Meeting ambitious sustainability targets motivated by climate change concerns requires the structural transformation of many industries and the careful alignment of firm- and Government-level policymaking. While private firms rely on Government support to achieve timely the necessary green investment intensity, Governments rely on private firms to tackle financial constraints and technology transfer. This interaction is analysed in the real options literature only under risk neutrality, and, consequently, the implications of risk aversion due to the idiosyncratic risk that green technologies entail are overlooked.
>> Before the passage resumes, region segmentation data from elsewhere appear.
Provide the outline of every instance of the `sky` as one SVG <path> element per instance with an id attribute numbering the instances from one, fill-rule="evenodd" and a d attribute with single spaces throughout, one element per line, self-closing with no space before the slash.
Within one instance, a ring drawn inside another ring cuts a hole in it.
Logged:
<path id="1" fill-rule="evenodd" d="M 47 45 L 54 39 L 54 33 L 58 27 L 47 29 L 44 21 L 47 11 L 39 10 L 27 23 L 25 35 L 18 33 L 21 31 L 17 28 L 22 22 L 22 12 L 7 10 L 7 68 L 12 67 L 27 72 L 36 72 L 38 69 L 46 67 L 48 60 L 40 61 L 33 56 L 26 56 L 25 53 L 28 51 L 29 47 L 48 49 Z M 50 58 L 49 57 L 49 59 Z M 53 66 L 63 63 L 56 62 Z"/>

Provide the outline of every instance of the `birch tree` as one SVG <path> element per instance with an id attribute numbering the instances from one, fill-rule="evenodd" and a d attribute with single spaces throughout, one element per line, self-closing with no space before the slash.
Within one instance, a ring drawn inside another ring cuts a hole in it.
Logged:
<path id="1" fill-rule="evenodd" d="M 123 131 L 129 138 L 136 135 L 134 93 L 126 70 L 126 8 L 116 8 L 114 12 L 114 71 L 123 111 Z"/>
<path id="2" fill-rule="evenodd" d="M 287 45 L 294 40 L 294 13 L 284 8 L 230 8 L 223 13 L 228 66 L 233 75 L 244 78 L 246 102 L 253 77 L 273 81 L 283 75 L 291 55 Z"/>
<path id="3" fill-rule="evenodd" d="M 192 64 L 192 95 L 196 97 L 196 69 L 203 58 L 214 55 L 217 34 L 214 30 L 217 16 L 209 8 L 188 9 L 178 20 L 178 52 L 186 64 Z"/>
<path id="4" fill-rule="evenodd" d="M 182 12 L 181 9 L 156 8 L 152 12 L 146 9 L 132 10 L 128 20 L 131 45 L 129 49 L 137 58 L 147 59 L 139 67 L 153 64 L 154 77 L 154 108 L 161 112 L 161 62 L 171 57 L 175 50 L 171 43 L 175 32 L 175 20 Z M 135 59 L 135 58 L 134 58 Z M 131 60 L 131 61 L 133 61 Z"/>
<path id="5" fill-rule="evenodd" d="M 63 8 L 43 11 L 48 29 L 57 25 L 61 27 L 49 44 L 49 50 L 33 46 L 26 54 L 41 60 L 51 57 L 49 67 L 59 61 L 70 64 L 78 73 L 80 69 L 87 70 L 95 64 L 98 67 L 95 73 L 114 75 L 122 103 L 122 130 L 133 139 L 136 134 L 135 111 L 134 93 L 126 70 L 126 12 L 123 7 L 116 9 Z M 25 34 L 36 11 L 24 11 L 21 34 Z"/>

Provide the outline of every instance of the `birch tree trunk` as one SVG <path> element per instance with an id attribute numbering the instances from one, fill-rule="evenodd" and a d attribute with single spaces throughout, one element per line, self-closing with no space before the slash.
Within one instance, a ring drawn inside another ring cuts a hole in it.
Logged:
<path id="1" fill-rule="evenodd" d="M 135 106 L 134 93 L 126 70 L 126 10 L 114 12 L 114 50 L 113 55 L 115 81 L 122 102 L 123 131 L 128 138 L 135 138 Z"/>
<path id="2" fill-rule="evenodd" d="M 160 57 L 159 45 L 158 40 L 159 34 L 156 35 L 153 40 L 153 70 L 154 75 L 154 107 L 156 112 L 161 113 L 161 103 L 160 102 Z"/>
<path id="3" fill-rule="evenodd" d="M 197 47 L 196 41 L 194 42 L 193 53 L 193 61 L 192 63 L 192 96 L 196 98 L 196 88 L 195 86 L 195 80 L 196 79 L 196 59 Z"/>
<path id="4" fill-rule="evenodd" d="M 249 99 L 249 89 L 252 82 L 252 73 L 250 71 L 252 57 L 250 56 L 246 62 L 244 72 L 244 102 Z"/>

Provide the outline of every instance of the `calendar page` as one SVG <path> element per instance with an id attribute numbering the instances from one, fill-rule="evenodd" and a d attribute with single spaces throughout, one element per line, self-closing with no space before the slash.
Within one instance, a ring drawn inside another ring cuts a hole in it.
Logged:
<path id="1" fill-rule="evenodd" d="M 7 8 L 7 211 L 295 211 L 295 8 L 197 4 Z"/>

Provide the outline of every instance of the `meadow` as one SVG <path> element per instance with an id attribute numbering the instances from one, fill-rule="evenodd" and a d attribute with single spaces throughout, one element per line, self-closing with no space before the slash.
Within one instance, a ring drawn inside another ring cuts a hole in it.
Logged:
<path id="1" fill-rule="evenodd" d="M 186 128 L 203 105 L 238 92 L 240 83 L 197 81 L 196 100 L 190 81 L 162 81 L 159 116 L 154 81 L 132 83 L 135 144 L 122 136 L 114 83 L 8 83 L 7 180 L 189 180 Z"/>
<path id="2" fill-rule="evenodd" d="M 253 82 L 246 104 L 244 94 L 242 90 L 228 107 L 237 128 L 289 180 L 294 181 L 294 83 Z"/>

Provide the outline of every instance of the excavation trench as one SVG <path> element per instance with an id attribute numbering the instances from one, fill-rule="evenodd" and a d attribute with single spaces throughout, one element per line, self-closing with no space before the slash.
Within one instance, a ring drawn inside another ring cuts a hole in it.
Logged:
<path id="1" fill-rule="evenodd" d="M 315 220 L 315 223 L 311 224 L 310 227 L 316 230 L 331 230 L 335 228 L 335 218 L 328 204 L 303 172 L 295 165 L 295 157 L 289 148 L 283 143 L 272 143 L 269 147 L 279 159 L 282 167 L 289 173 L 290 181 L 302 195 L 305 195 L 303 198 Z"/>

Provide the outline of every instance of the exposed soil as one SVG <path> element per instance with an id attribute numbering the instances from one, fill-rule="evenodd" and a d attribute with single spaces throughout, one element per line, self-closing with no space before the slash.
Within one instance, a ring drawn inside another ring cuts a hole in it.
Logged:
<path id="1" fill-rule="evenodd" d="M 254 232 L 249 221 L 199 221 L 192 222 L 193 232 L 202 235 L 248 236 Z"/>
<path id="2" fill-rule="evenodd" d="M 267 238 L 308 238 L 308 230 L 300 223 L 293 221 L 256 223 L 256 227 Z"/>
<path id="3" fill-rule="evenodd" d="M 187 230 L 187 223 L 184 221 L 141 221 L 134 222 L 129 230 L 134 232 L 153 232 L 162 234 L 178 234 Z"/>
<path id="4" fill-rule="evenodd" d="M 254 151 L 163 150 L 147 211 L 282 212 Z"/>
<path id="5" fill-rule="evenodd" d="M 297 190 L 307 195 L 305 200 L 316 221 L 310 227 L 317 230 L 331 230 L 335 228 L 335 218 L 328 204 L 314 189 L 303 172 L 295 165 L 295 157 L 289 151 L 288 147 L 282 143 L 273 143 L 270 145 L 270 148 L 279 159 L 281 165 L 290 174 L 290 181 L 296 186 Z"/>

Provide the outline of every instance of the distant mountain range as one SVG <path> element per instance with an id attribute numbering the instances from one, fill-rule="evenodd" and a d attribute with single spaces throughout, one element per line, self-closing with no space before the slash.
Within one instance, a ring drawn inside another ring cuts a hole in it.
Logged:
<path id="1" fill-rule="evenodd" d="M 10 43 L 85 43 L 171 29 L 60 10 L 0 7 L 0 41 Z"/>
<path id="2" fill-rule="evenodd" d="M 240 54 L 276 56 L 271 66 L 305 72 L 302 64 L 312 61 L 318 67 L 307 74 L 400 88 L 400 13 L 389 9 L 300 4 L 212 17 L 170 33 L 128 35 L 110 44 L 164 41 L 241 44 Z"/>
To analyse how this interaction impacts a firm's investment policy and a Government's subsidy design under uncertainty and risk aversion, we develop a real options framework, whereby: (i) we solve the firm's investment problem assuming an exogenous subsidy; (ii) conditional on the firm's optimal investment policy, we address the Government's optimisation objective and derive the optimal subsidy level; (iii) we insert the optimal subsidy level in (i) to derive the firm's endogenous investment policy. Contrary to existing literature, results indicate that greater risk aversion lowers the amount of installed capacity yet postpones investment. Also, although greater uncertainty raises the optimal subsidy under risk neutrality, the impact of uncertainty is reversed under high levels of risk aversion.